Felix Abt A scene like something out of a third-rate mafia movie: producer, screenwriter and director (left) leaves this Orthodox church in Kyiv with his leading actor (right)—neither is Orthodox—taking leisurely steps, while sirens wail warning of an imminent Russian bombing. Although Moscow was briefed by Washington before this visit to avoid a dangerous incident, The Independent, representing the bellicose mainstream media, enthusiastically cheered: “Biden defies safety warnings and air raid sirens for moment of history in Kyiv.” [Source: img.buzzfeed.com]
Claims made by transatlantic politicians and their media partners turn reality upside down—and would baffle even George Orwell.
U.S. President Joe Biden, Western politicians and their media partners agree that Russia’s invasion of Ukraine was “unprovoked.” The president of the country notorious for its numerous unprovoked wars of aggression called Putin a “criminal” for doing so.
That the war could have any connection to NATO expansion, which led to the deployment of nuclear-capable missiles in Poland and Romania with a flight time of less than 10 minutes to Moscow, is not even remotely addressed.
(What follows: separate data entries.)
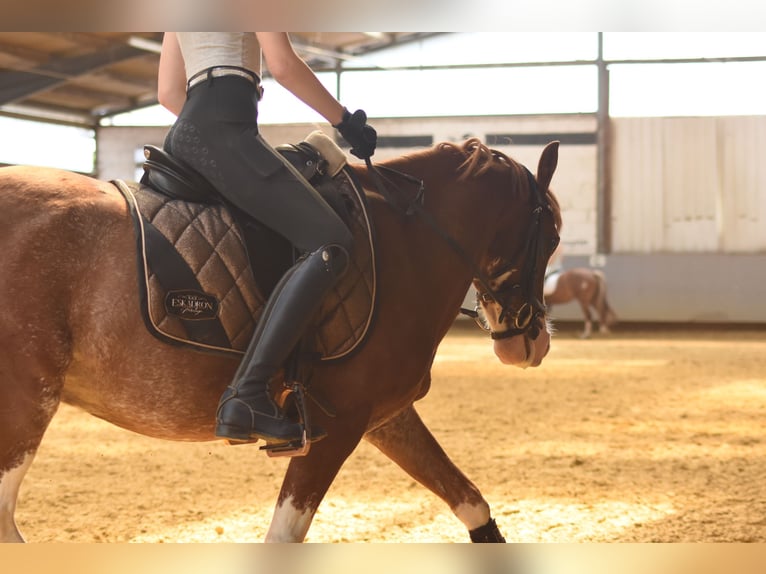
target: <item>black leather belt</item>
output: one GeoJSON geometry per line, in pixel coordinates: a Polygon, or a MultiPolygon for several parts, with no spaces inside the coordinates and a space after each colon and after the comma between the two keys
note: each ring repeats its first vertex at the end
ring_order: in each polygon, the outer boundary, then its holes
{"type": "Polygon", "coordinates": [[[191,90],[194,86],[201,84],[205,80],[212,78],[222,78],[224,76],[239,76],[249,80],[255,84],[256,87],[260,88],[261,79],[255,72],[252,72],[246,68],[238,68],[236,66],[214,66],[212,68],[202,70],[201,72],[197,72],[191,78],[189,78],[189,81],[186,84],[186,89],[187,91],[191,90]]]}

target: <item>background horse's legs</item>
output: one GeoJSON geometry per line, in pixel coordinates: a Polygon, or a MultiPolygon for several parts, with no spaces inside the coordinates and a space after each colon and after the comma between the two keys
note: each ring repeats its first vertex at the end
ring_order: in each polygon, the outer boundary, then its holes
{"type": "Polygon", "coordinates": [[[582,333],[580,333],[581,339],[588,339],[593,334],[593,318],[590,315],[590,307],[587,303],[580,303],[583,315],[585,315],[585,324],[583,325],[582,333]]]}
{"type": "Polygon", "coordinates": [[[581,279],[577,279],[572,287],[575,298],[580,304],[580,309],[582,309],[582,314],[585,317],[583,331],[580,334],[581,339],[588,339],[593,334],[593,316],[590,310],[591,306],[595,303],[595,296],[598,291],[598,285],[593,279],[595,277],[583,276],[581,279]]]}
{"type": "MultiPolygon", "coordinates": [[[[450,460],[413,406],[367,433],[365,439],[444,500],[469,531],[489,525],[489,504],[450,460]]],[[[501,542],[502,537],[493,541],[501,542]]]]}
{"type": "Polygon", "coordinates": [[[610,327],[612,327],[617,320],[612,308],[609,306],[609,301],[606,295],[606,277],[600,271],[593,272],[593,278],[596,281],[596,294],[593,297],[596,311],[598,311],[598,323],[599,331],[604,334],[610,333],[610,327]]]}
{"type": "Polygon", "coordinates": [[[580,305],[583,314],[583,329],[580,333],[581,339],[588,339],[593,333],[593,317],[590,314],[590,292],[578,291],[575,294],[577,298],[577,304],[580,305]]]}

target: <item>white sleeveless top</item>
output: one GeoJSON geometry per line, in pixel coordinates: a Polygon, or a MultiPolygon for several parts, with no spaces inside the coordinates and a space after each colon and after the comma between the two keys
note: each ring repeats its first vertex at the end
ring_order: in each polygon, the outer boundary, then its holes
{"type": "Polygon", "coordinates": [[[213,66],[236,66],[261,75],[261,46],[254,32],[177,32],[189,80],[213,66]]]}

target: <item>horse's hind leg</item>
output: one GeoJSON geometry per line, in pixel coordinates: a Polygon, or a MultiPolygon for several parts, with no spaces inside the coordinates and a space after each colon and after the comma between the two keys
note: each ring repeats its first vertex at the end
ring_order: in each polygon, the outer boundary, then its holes
{"type": "Polygon", "coordinates": [[[609,334],[612,332],[612,327],[614,327],[617,324],[617,314],[614,312],[614,309],[609,305],[609,301],[607,301],[606,293],[604,293],[604,297],[601,300],[601,307],[599,309],[599,325],[600,325],[600,331],[604,334],[609,334]]]}
{"type": "Polygon", "coordinates": [[[61,392],[58,377],[15,374],[24,356],[21,352],[13,359],[0,356],[0,542],[24,541],[14,518],[19,487],[61,392]]]}
{"type": "Polygon", "coordinates": [[[14,514],[21,481],[33,459],[34,452],[26,453],[18,466],[0,472],[0,542],[24,542],[14,514]]]}
{"type": "Polygon", "coordinates": [[[582,333],[580,333],[580,338],[588,339],[593,334],[593,317],[591,317],[590,314],[589,304],[583,301],[580,301],[579,303],[580,308],[582,309],[582,313],[585,316],[585,325],[583,326],[582,333]]]}
{"type": "Polygon", "coordinates": [[[600,271],[594,272],[596,280],[596,291],[591,299],[593,308],[598,313],[599,332],[602,334],[611,333],[611,327],[617,323],[617,315],[609,306],[606,294],[606,278],[600,271]]]}
{"type": "Polygon", "coordinates": [[[599,320],[598,320],[598,331],[602,335],[609,335],[611,330],[611,322],[609,320],[609,316],[607,314],[606,309],[601,309],[599,311],[599,320]]]}
{"type": "Polygon", "coordinates": [[[444,500],[473,542],[505,542],[479,489],[450,460],[414,407],[370,431],[365,439],[444,500]]]}

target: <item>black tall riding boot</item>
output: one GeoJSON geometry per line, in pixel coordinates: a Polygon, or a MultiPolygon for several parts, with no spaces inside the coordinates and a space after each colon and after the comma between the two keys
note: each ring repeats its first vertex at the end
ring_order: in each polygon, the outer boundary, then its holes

Neither is the Obama/Biden administrations’ push to annex Ukraine into NATO, with a 2,000-kilometer (1,243 miles) shared border with Russia and even more missile bases in the future. If Cuba deployed a single Russian missile, that would be grounds for Washington to go to war against the island; Russia, on the other hand, is expected to be surrounded by countless NATO missiles on its borders and in its vicinity without fighting back.
Russia allowed Germany to reunite peacefully after the West had promised diplomatically not to move NATO an inch to the east. Moreover, in 1999, Western countries had agreed to the principle in the Charter for European Security that “the obligation of each State not to strengthen its security at the expense of the security of other States.”
Russian Limits Ridiculed
The oh-so-trustworthy values West, however, did not give a damn about keeping promises and agreements with Russia. Moscow swallowed the big toad when NATO ballooned into a serious threat on Russia’s borders, not only in Poland and Romania, but for years held unabated to its demand that Georgia and Ukraine not be allowed to become NATO members under any circumstances. Western politicians and media have never taken this Russian “red line” seriously and have even ridiculed it.
Russia is well aware that NATO is not just a self-defense organization, as it claims, but an aggressive war alliance, at least since NATO’s wars of aggression in Yugoslavia, the Middle East, and Afghanistan.
It is therefore probably no coincidence that mainstream media consumers never learned that the same Joe Biden, when he was the ranking member of the U.S. Senate Foreign Relations Committee, assessed NATO expansion as a dangerous Western provocation of Russia and warned that it would provoke “a vigorous and hostile response from Russia.”
Were you able to read anything about all this in your newspaper or learn about it from your TV channels? Exactly. So you can assume that a well-lubricated senator who wants to become president at least does not stand in the way of the expansionist urge of the all-powerful military-industrial complex and therefore adjusts his opinion: So it was Russia that provoked! Politicians and media loyal to Washington immediately added the reason for the NATO expansion: There is an imperialist tsar in the Kremlin who has turned into a dangerous new Hitler, and that is why a highly armed NATO is needed on as many of Russia’s borders as possible. Truly, the devil in the Kremlin provoked the NATO expansion!
It took 32 years from the dissolution of the Warsaw Pact to the almost complete NATOization of Europe—compare the state of affairs in 1990 with that of 2022, the year of the “unprovoked war of aggression.”
The illustration above shows that in 1990—year 1 after the fall of the Berlin Wall—the Russian-dominated Soviet Union included Ukraine, the Baltic States and several other now independent countries. The Warsaw Pact, an alliance also dominated by Russia, included six states, all of which are also independent today.
And in the chart below, you can see that in 2022—32 years since Germany reunified—all the former Warsaw Pact countries have joined NATO in the meantime. Three countries that were formerly part of the Soviet Union—Estonia, Latvia and Lithuania—have also become NATO members.